Abstract:Although various 3D datasets with different functions and scales have been proposed recently, it remains challenging for individuals to complete the whole pipeline of large-scale data collection, sanitization, and annotation. Moreover, the created datasets usually suffer from extremely imbalanced class distribution or partial low-quality data samples. Motivated by this, we explore the procedurally synthetic 3D data generation paradigm to equip individuals with the full capability of creating large-scale annotated photogrammetry point clouds. Specifically, we introduce a synthetic aerial photogrammetry point clouds generation pipeline that takes full advantage of open geospatial data sources and off-the-shelf commercial packages. Unlike generating synthetic data in virtual games, where the simulated data usually have limited gaming environments created by artists, the proposed pipeline simulates the reconstruction process of the real environment by following the same UAV flight pattern on different synthetic terrain shapes and building densities, which ensure similar quality, noise pattern, and diversity with real data.

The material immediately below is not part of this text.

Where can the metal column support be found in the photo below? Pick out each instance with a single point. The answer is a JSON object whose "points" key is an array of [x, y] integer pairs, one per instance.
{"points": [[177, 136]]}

In addition, the precise semantic and instance annotations can be generated fully automatically, avoiding the expensive and time-consuming manual annotation. Based on the proposed pipeline, we present a richly-annotated synthetic 3D aerial photogrammetry point cloud dataset, termed STPLS3D, with more than 16 $km^2$ of landscapes and up to 18 fine-grained semantic categories. For verification purposes, we also provide a parallel dataset collected from four areas in the real environment. Extensive experiments conducted on our datasets demonstrate the effectiveness and quality of the proposed synthetic dataset.